Anforderungen an Verfahrensrügen und Urteilsbegründung

Wer im Verfahren rügt, dass Messunterlagen nicht vollständig beigezogen wurden, muss präzise darlegen, welche Unterlagen bereits vorlagen und welche konkret noch fehlen. Eine pauschale Bezugnahme auf „Messunterlagen“ oder „Rohmessdaten“ reicht für eine wirksame Verfahrensrüge nicht aus; sie führt zur Unzulässigkeit und damit zur Erfolglosigkeit der Rechtsbeschwerde (vgl. OLG Köln, 29.04.2022 - Az: III-1 RBs 97/22).

Entsprechendes gilt für die inhaltlichen Anforderungen an das Urteil: Wird ein Geschwindigkeitsverstoß durch ein standardisiertes Messverfahren festgestellt, genügt es nicht, im Urteil lediglich die gemessene Geschwindigkeit mitzuteilen.

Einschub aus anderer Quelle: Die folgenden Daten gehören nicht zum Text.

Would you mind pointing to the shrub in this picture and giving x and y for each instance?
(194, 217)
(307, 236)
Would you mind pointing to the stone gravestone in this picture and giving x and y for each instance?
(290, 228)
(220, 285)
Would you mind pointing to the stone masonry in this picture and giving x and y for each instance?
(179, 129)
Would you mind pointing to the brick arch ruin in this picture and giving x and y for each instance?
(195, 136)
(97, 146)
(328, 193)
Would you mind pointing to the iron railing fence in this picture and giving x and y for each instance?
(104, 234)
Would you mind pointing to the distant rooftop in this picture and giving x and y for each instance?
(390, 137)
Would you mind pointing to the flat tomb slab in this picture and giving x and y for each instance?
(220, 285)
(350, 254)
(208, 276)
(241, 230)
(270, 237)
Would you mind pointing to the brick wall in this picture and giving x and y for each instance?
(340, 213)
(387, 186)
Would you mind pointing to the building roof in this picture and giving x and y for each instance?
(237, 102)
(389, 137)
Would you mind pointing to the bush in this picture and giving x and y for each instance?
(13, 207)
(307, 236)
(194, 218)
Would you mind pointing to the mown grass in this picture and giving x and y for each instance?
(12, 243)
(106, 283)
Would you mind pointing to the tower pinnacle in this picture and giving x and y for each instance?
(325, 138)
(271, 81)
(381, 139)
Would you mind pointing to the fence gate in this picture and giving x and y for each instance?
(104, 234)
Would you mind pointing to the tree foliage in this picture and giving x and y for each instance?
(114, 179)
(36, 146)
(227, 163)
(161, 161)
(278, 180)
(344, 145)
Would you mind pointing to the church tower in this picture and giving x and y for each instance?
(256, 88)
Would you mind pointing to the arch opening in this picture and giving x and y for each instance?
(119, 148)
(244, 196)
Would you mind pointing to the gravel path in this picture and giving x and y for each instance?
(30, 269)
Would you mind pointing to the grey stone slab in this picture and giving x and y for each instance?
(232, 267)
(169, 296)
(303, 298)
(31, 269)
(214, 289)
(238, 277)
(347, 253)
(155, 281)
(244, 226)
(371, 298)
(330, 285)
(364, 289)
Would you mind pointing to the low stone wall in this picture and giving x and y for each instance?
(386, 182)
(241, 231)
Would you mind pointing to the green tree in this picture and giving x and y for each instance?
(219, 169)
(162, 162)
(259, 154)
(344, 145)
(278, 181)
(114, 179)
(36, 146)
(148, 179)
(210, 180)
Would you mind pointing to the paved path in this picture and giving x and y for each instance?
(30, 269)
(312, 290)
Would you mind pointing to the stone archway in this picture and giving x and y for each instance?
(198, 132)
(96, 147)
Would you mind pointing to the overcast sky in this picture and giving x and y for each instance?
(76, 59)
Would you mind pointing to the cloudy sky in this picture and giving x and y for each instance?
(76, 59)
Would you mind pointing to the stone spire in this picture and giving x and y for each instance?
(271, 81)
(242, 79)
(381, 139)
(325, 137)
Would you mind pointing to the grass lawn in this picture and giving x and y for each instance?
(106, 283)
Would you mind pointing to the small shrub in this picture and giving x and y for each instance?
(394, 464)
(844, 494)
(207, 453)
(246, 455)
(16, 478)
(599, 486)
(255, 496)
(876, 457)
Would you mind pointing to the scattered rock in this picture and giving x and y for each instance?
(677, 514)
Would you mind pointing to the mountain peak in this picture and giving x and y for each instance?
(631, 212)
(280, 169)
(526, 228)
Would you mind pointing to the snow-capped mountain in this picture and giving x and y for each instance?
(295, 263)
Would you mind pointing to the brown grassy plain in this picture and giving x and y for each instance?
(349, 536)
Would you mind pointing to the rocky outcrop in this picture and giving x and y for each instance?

Erforderlich ist die Angabe des nach Abzug der Messtoleranz verbleibenden Wertes sowie der verwendeten Messmethode - nur so ist eine rechtliche Überprüfung des Urteils möglich (vgl. OLG Brandenburg, 30.09.2019 - Az: (2 B) 53 Ss-OWi 587/19 (218/19)). Eine Ausnahme gilt nur dann, wenn der Betroffene die Überschreitung uneingeschränkt und glaubhaft einräumt.

Schließlich muss ein Bußgeldbescheid den Tatort so genau bezeichnen, dass die vorgeworfene Tat von anderen möglichen gleichartigen Verstößen des Betroffenen eindeutig unterschieden werden kann. Stimmt der im Bescheid genannte Messort nicht mit dem tatsächlichen Ort der Messung überein und lässt sich dies auch nicht anderweitig hinreichend konkretisieren, genügt der Bescheid seiner Umgrenzungsfunktion nicht (vgl. AG Maulbronn, 15.06.2022 - Az: 4 OWi 11 Js 4247/22).